Driving in to the Land of Priorat
Our Spanish wine roads, courtesy of Freixenet, led us from the Ribera del Duero to Rioja (named after the Rio Oja) to the Priorat, a land reminiscent of where I live in western Colorado. That is, dry, rolling hills, with generally poor rocky soils and scattered vegetation where water is available, cold winters and short, hot summers. Of course, with the Mediterranean Sea “right over those mountains,” it has a maritime climate, which makes a huge difference in growing seasons.
Priorat also is a Denominacion de Origen Calificada (D.O.C.), one of only two in the entire country (Rioja is the other).
This means the DOC wines are subject to more-strenuous regulations and winemaking standards than non DOC wines. The Priorat is in the southwest part of Catalonia and its language, Catalan, is vastly different from Spanish, which made it impossible to understand to this novice Spanish student.

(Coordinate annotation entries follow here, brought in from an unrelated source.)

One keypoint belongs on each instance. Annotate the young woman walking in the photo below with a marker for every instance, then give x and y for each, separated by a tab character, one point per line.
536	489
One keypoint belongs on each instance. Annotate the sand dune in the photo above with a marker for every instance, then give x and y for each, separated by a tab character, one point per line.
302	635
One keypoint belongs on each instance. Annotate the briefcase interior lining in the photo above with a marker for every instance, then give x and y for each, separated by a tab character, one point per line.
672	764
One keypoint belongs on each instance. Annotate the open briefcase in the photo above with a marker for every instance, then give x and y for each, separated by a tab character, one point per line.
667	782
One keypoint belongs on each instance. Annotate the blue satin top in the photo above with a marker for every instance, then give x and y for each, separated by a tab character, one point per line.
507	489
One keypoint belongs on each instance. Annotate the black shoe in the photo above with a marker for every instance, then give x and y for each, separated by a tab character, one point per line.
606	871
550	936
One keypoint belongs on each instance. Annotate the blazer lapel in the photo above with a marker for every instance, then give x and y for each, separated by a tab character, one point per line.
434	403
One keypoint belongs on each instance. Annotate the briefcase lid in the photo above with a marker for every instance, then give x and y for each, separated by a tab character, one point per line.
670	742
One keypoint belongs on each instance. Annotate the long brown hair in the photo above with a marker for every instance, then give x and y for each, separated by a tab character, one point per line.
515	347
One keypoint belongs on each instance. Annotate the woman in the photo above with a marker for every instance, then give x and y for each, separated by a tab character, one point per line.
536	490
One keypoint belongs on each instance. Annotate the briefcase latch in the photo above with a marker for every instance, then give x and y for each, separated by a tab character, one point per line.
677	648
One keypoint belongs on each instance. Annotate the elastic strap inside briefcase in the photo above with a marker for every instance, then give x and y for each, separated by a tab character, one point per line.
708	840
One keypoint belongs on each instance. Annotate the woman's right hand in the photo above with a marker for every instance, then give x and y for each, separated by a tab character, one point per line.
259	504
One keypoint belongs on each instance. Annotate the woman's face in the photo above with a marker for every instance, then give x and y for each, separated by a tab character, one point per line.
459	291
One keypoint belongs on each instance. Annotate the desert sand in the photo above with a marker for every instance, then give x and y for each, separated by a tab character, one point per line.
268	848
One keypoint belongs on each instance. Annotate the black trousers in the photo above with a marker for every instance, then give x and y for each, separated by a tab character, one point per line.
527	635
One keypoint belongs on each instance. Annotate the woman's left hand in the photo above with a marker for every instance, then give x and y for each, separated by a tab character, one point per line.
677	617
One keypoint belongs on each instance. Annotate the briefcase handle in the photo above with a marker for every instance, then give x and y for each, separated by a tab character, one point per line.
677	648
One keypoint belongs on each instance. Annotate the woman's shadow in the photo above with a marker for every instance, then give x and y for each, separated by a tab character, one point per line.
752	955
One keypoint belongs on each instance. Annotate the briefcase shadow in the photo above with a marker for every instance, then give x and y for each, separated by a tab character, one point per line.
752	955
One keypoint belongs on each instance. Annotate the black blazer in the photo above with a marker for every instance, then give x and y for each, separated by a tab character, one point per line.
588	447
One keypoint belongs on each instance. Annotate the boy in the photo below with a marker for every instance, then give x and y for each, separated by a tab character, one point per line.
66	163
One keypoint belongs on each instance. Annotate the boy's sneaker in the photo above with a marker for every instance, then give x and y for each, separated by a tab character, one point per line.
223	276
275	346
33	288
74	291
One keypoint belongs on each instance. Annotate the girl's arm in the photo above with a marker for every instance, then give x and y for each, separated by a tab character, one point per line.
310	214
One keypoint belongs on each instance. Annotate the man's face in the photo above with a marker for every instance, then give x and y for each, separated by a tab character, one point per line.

The Catalonians are justly proud of their separate identities and culture, and the name “Priorat,” which appears on wine bottles, is the Catalan spelling while “Priorato” is the Spanish. Garnacha (elsewhere known as Grenache) becomes the primary red grape here, with supporting roles played by Cariñena, Cabernet Sauvignon, Merlot and Syrah.
Our first stop was the remote (we switched to a smaller bus just to make the narrow road) bodega of Viticultores del Priorat where associate winemaker Maria-Jose Bajon led us a on quick hike up the hill and a view of much of Priorat, a fairly small region – about 20,000 hectares or less than 50,000 acres, of which about 1,800 hectares are vineyards.
She told us the wines often reflect the unique “licorecella” soil, comprised of black slate and quartz mica outcropping, both of which influence the wines. In addition to the Morlanda red (a 50/50 blend of Garnacha and Caiñena) the winery makes a very interesting Morlanda white (Morlanda is the name of the small peak on whose slopes the winery was built) made of Garnacha Blanca, which Maria-Jose told us almost went extinct before the winery “rediscovered” it and a small percentage of Macabeo.
“We are not a trendy winery,” she warned us, her dark eyes flashing as if we would dare make such a proposal. “We want to make wines that are true to the traditional (grape) strains we cultivate.”
The vines mostly range in age from 25-40 years old although I thought (Hey, my Spanish isn’t nearly as good as her Catalan) Maria-Jose said there were some nearly 60. She also gave much credit to earlier efforts more than 30 years ago by pioneering winemakers Rene Barbier and Alvaro Palacios in establishing the Priorat as a winemaking region.
My tasting notes recall the 2007 Morlanda red (the most recent vintage released) as being quite delightful, having dark cherry flavors and some notes of licorice and dark chocolate. The Morlanda white had hints of white peaches, citrus and fresh apple and crisp acidity.
A remote winery with distinctive wines and an associate winemaker conveying a hawk-like intensity in being true to the land and the grapes it produces.